Arthur T. Demoulas addressed employees and supporters outside Market Basket headquarters Thursday, the morning after he and his family completed a deal to buy out the shares of the company they did not already own and take complete control of the chain.
The ousted CEO spoke to cheers, lauding employee, customer, and vendor action over the summer. He said the protests that captivated New England, and which were aimed at reinstalling him as Market Basket’s leader, amounted to an effort to protect the company’s way of doing business.
“You have demonstrated to the world that it is a person’s moral obligation and social responsibility to protect the culture which provides an honorable and a dignified place in which to work,” Demoulas said.
Arthur T. and his family struck a deal with rival shareholders, including his cousin Arthur S. Demoulas, late Wednesday after weeks of negotiating. Over the past six weeks, employees have significantly stunted the Market Basket’s operations in protest of his firing, and found support from customers and vendors who cut ties with the chain. Employees have long supported Demoulas, in part due to compensation and benefits packages that are considered generous by industry standards.
In his remarks, Arthur T. deflected attention from himself and the family feud at the center of the multi-decade struggle over company control. Instead he reflected on the efforts of workers.
“As I stand before you, I am in awe of what you all accomplished, and the sterling example you have all set for so many people across the region and across the country,” he said.

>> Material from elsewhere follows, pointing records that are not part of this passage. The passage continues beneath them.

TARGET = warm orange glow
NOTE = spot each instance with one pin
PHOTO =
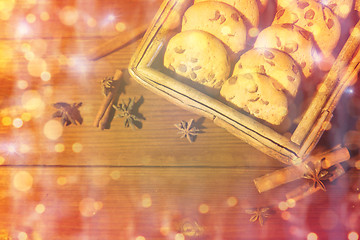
(22, 236)
(61, 181)
(312, 236)
(45, 76)
(36, 66)
(59, 147)
(87, 207)
(203, 208)
(115, 175)
(146, 201)
(26, 116)
(91, 22)
(120, 27)
(283, 206)
(179, 236)
(6, 121)
(18, 123)
(53, 129)
(77, 147)
(40, 208)
(30, 18)
(22, 84)
(69, 15)
(44, 16)
(23, 181)
(353, 236)
(291, 203)
(2, 160)
(231, 201)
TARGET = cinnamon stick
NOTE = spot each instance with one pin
(292, 173)
(326, 89)
(116, 42)
(103, 114)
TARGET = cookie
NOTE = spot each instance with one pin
(274, 63)
(293, 40)
(341, 8)
(315, 18)
(247, 8)
(188, 54)
(256, 94)
(221, 20)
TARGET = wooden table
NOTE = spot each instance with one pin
(78, 182)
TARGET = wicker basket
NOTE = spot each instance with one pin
(146, 67)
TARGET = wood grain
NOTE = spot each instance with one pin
(124, 184)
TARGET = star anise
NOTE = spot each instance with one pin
(187, 130)
(258, 214)
(68, 113)
(317, 175)
(127, 111)
(107, 85)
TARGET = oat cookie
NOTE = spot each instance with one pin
(293, 40)
(315, 18)
(248, 9)
(341, 8)
(273, 63)
(199, 56)
(221, 20)
(256, 94)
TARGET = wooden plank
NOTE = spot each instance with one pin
(125, 203)
(75, 79)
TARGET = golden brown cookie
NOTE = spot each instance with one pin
(248, 9)
(221, 20)
(291, 39)
(341, 8)
(199, 56)
(315, 18)
(273, 63)
(256, 94)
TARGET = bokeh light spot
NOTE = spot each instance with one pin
(30, 18)
(24, 148)
(26, 116)
(18, 123)
(61, 181)
(253, 32)
(69, 15)
(31, 100)
(22, 236)
(353, 236)
(283, 206)
(231, 201)
(6, 121)
(312, 236)
(53, 129)
(2, 160)
(23, 181)
(59, 147)
(40, 208)
(22, 84)
(179, 236)
(120, 26)
(44, 16)
(91, 22)
(45, 76)
(203, 208)
(36, 66)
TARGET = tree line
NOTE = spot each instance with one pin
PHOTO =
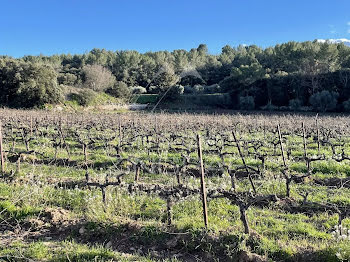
(292, 76)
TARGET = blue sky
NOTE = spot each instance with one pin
(31, 27)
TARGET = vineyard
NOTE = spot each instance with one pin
(174, 187)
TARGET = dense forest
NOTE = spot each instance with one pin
(290, 76)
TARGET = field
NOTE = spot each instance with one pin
(129, 187)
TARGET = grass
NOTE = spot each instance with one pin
(140, 219)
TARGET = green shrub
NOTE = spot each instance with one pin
(324, 101)
(120, 90)
(246, 103)
(84, 97)
(138, 90)
(295, 104)
(346, 105)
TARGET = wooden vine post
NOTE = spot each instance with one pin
(203, 189)
(244, 163)
(2, 151)
(318, 134)
(305, 147)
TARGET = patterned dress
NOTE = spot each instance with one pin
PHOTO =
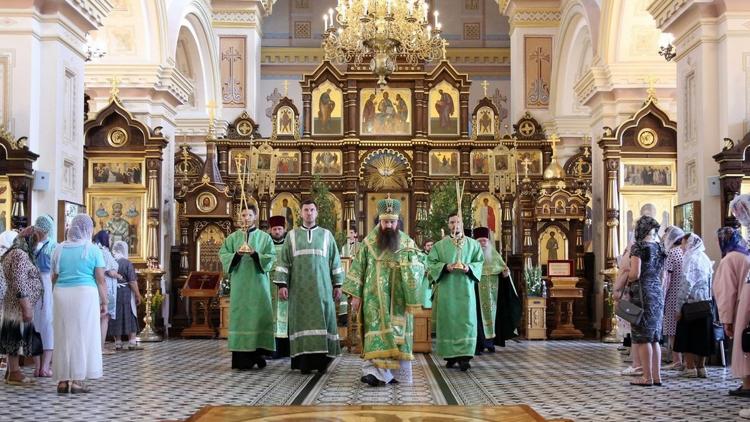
(651, 297)
(672, 276)
(22, 281)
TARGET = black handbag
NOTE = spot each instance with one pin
(629, 311)
(697, 310)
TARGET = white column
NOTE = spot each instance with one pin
(41, 52)
(713, 96)
(246, 23)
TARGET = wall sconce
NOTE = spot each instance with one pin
(666, 49)
(93, 50)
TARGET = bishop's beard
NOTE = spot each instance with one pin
(387, 239)
(487, 251)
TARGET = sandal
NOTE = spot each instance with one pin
(63, 387)
(21, 379)
(642, 382)
(77, 387)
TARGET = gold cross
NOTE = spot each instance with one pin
(114, 92)
(554, 140)
(526, 163)
(651, 90)
(211, 107)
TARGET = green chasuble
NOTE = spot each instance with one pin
(309, 265)
(488, 287)
(389, 285)
(280, 307)
(250, 311)
(454, 307)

“As you held signs in the hot summer sun, as you stood waving flags in the pouring rain...the public watched in awe and admiration because you empowered others to seek change,” he added.

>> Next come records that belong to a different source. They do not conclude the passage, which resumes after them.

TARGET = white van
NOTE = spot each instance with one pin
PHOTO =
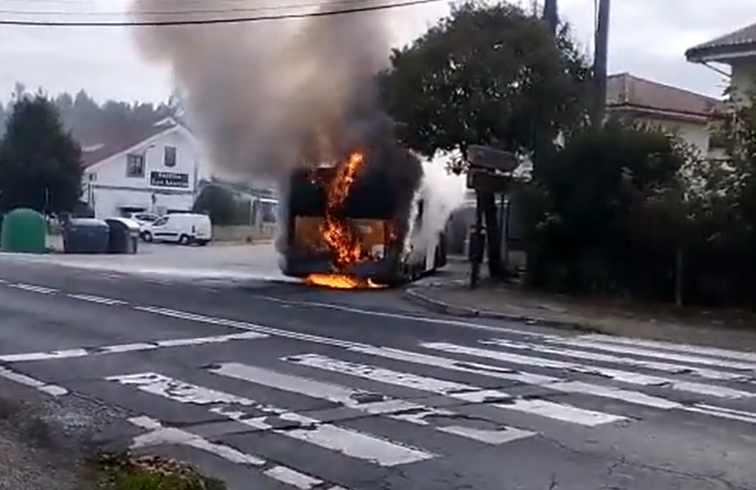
(183, 228)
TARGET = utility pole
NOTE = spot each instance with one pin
(551, 14)
(600, 61)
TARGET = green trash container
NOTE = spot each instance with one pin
(24, 231)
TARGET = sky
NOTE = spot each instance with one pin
(647, 38)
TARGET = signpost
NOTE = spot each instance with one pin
(489, 172)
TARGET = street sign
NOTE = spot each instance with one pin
(487, 182)
(486, 157)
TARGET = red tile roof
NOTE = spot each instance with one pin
(115, 141)
(744, 38)
(625, 90)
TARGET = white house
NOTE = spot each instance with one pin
(156, 169)
(668, 108)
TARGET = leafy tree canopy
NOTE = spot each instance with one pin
(487, 74)
(40, 163)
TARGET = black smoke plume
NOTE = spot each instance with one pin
(260, 93)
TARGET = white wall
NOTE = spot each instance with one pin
(109, 187)
(743, 77)
(694, 133)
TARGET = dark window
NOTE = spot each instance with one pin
(169, 156)
(269, 210)
(134, 165)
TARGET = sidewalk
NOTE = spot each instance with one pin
(725, 329)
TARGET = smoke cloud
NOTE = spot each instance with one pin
(258, 91)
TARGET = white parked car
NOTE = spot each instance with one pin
(183, 228)
(143, 219)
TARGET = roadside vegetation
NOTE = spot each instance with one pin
(613, 209)
(128, 472)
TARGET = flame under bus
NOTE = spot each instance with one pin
(371, 213)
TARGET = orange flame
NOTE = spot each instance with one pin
(343, 242)
(341, 281)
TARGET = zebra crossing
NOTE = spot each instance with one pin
(422, 390)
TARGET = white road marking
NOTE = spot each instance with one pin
(630, 361)
(688, 349)
(550, 382)
(445, 363)
(97, 299)
(671, 356)
(345, 441)
(32, 382)
(615, 374)
(459, 391)
(159, 435)
(392, 408)
(121, 348)
(554, 383)
(292, 477)
(33, 288)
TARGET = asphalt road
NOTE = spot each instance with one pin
(272, 385)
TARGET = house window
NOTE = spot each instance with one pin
(134, 165)
(169, 156)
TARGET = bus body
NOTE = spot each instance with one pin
(372, 214)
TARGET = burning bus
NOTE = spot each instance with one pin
(345, 227)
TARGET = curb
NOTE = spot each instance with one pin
(413, 295)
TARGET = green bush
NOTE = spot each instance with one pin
(125, 472)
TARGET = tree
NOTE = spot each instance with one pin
(489, 75)
(593, 231)
(40, 163)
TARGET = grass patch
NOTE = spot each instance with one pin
(127, 472)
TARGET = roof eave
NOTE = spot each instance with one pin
(721, 54)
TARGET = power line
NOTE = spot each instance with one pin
(232, 20)
(230, 10)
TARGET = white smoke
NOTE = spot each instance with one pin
(442, 192)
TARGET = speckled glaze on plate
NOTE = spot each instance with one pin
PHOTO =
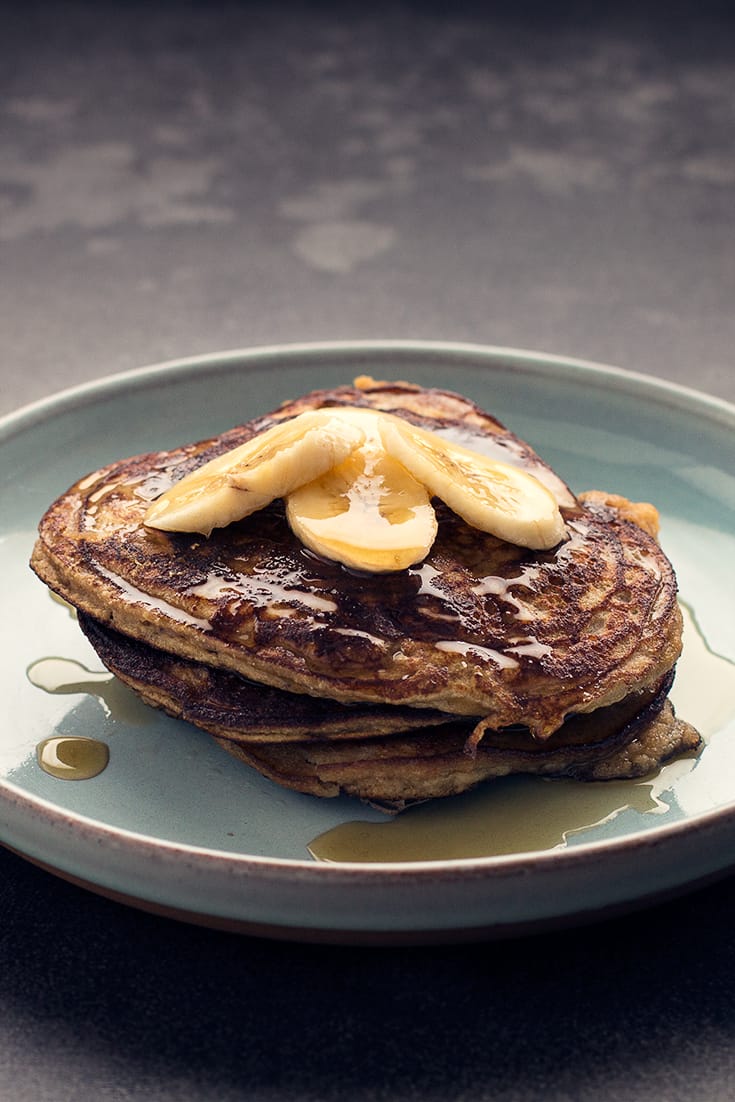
(173, 824)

Arthur T. had not spoken publicly since his firing, only releasing occasional statements through a spokesperson as the summer’s ordeal developed.

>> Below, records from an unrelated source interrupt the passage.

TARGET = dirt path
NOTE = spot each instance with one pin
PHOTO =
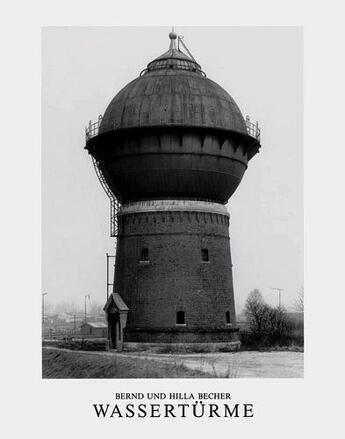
(248, 364)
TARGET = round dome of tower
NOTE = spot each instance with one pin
(173, 133)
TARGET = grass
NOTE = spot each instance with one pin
(75, 364)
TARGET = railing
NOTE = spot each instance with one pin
(92, 129)
(114, 202)
(253, 130)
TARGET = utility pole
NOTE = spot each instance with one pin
(75, 323)
(43, 294)
(279, 292)
(86, 297)
(109, 284)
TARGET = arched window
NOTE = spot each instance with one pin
(204, 255)
(144, 254)
(180, 318)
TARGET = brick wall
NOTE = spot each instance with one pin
(175, 278)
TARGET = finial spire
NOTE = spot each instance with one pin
(172, 36)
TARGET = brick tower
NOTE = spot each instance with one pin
(170, 150)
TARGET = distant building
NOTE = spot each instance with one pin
(94, 330)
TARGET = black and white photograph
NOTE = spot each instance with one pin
(172, 202)
(172, 219)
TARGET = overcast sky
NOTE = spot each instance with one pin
(262, 68)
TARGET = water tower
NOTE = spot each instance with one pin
(170, 150)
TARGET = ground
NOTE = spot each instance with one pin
(62, 363)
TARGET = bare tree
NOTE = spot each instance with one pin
(256, 312)
(299, 302)
(267, 324)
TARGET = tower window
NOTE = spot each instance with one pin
(144, 254)
(180, 318)
(204, 255)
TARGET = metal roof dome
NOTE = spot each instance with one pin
(173, 90)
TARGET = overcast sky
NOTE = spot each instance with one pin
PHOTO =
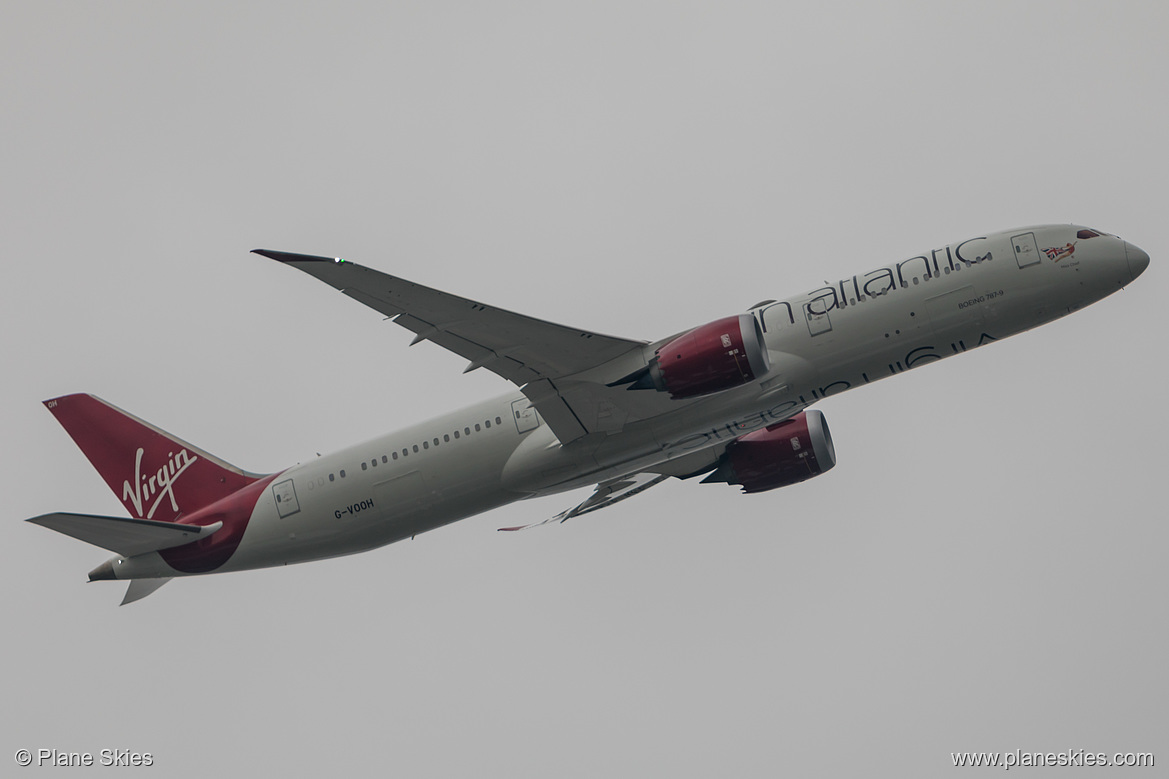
(984, 570)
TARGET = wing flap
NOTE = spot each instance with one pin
(123, 535)
(546, 359)
(602, 497)
(468, 328)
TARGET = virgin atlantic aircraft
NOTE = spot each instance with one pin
(727, 400)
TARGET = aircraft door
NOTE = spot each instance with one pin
(1026, 252)
(817, 321)
(284, 494)
(524, 413)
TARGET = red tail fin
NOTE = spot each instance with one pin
(156, 475)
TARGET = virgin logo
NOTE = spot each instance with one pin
(156, 485)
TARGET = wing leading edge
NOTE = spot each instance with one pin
(520, 349)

Until the agreed upon deal is closed, Arthur T. will work in a consultant role, with control of the company’s operations. He and employees across the company plan to get back to work Thursday, and face an immediate challenge in an effort to stabilize the company in the wake of the summer’s events. But Arthur T. said he was eager to do so.
“Let’s take that pride and let’s move forward doing what we love to do—working together and serving our customers,” he said.